Sociologia e Antropologia
SOCIOLOGIA GERAL
Introdução ao Estudo da Sociologia
Prof. Dr. José Renato Polli
1. Introdução e Objetivos
2. Surgimento da Sociologia
3. Formação Histórica da Sociologia
1. Introdução e objetivos
Lenta, mas irresistivelmente, grande parte dos Sociólogos da América Latina, que não se contentam em fazer sociologia em salas de aulas e gabinetes de pesquisa, mas andam em ônibus, saem às ruas, se fazem bóias-frias com os bóias-frias; se convenceram de que não podiam mais permitir que a sociedade se vendesse ao jogo da opressão, de uma tecnoburocracia desumana, promotora do desemprego, dissiminadora de milhões de favelas ao lado de mansões para fim de semana... Era preciso e urgente mudar o enfoque e o lugar social de onde se fazia Sociologia, oferecendo serviço intelectual orgânico aos segmentos excluídos da sociedade.
Isto se tornou condição de honra para uma Sociologia que quisesse ser honesta consigo mesma, continuando a ser o que dizia ser: apreensão, compreensão e explicação da realidade e não ficção ideologicamente criada para mascarar o duro desumano-realismo dos fatos, Por isso, a Sociologia para nós pretende ser:
a) Uma ciência para apreender e compreender a sociedade como um todo, no seu amplo contexto enquanto macro-sociedade.
b) Enquanto trama variada e múltipla, complexa e problemática de inter-relações de grupos, classes, em interação geralmente conflitante e antagônica.
c) Em cinco momentos e dimensões: Epistemológico (provocadora de um método de conhecimento ou ciência), Diacrônico (movimento ou processo histórico através do tempo), Sincrônico ( Sistema até certo ponto invariável e organizado de relações e funções), Dialético (processo de relações conflitantes e divergentes) e Projetivo (projeto ao menos latente e implícito de futuro)
Objetivos:
O que se pretende com o estudo da Sociologia? Para que estudar Sociologia? Para que serve a Sociologia?
O homem é pessoa, um ser que “soa por”, “é por” em si mesmo relação, um ser social que está inserido no concreto-histórico das relações. Estudar Sociologia ajuda-nos a:
a) CONHECER-NOS: quanto mais nos conhecemos, mais seremos “pessoas”e conheceremos a sociedade em que vivemos, sua organização, conflitos, desajustes e anseios, expectativas que se transformam em projetos alternativos, talvez não realizados, mas sonhados. A sociedade nos molda à sua imagem e semelhança. Assim somos.

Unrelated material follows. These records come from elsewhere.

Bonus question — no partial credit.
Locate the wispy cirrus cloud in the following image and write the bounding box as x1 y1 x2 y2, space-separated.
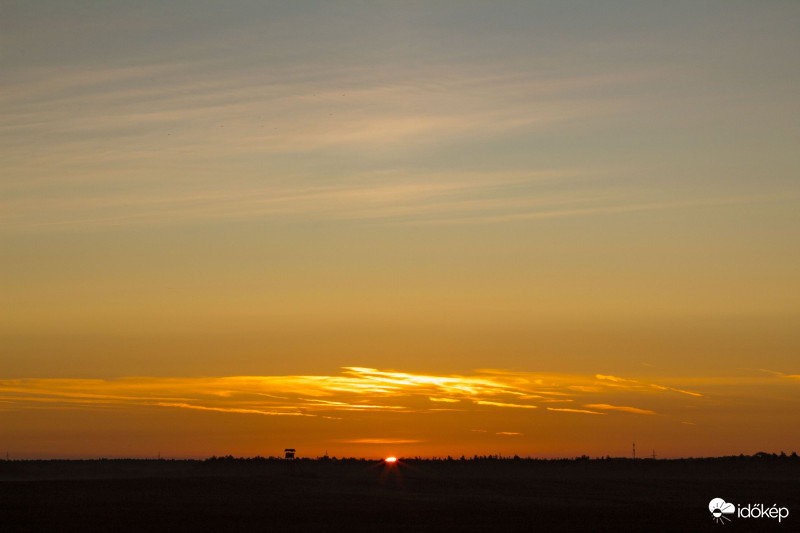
584 403 656 415
0 367 702 417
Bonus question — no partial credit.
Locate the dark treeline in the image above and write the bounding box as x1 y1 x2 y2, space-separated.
0 452 800 481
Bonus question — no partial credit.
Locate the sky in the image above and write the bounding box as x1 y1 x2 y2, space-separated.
0 0 800 458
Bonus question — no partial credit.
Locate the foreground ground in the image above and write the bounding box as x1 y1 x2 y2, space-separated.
0 455 800 532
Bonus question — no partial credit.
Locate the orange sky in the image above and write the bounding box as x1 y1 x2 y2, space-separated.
0 0 800 457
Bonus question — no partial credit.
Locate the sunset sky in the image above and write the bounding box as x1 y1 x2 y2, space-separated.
0 0 800 458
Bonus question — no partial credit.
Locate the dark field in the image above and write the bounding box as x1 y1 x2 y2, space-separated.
0 454 800 532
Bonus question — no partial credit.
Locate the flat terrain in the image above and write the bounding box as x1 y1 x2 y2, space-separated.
0 455 800 532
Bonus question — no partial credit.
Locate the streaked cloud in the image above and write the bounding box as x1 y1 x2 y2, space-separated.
339 438 425 444
584 403 656 415
547 407 605 415
0 367 700 416
475 400 536 409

b) CONHECER A REALIDADE HISTÓRICO-SOCIAL
c) AGIR NA SOCIEDADE: para questionar com rigor científico as relações sociais, a organização da sociedade, seu sistema ocidental-capitalista-excludente, organizando-se em grupos, agindo politicamente para transformar as relações de dominação e conflito entre grupos.
d) SER REALISTAS: agir com os “pés no chão”, tendo senso de oportunidade, procurando conhecer a realidade concreta, suas possibilidades e limites, agir de forma coerente, evitando o idealismo utópico sem senso de realidade histórica.
Fundamento:
“O fundamento ou função indispensável da Sociologia é botar a cabeça da ciência nos pés da História e os pés da realidade na cabeça do pensador, ou seja, rechear o pensar de realidade histórica-social, não correndo o risco de abstração, sendo realista, descobrindo seus compromissos e interesses às vêzes não conscientes. A Sociologia dá elementos para a reflexão sobre a realidade, para que esta seja crítica, rigorosa e de conjunto.”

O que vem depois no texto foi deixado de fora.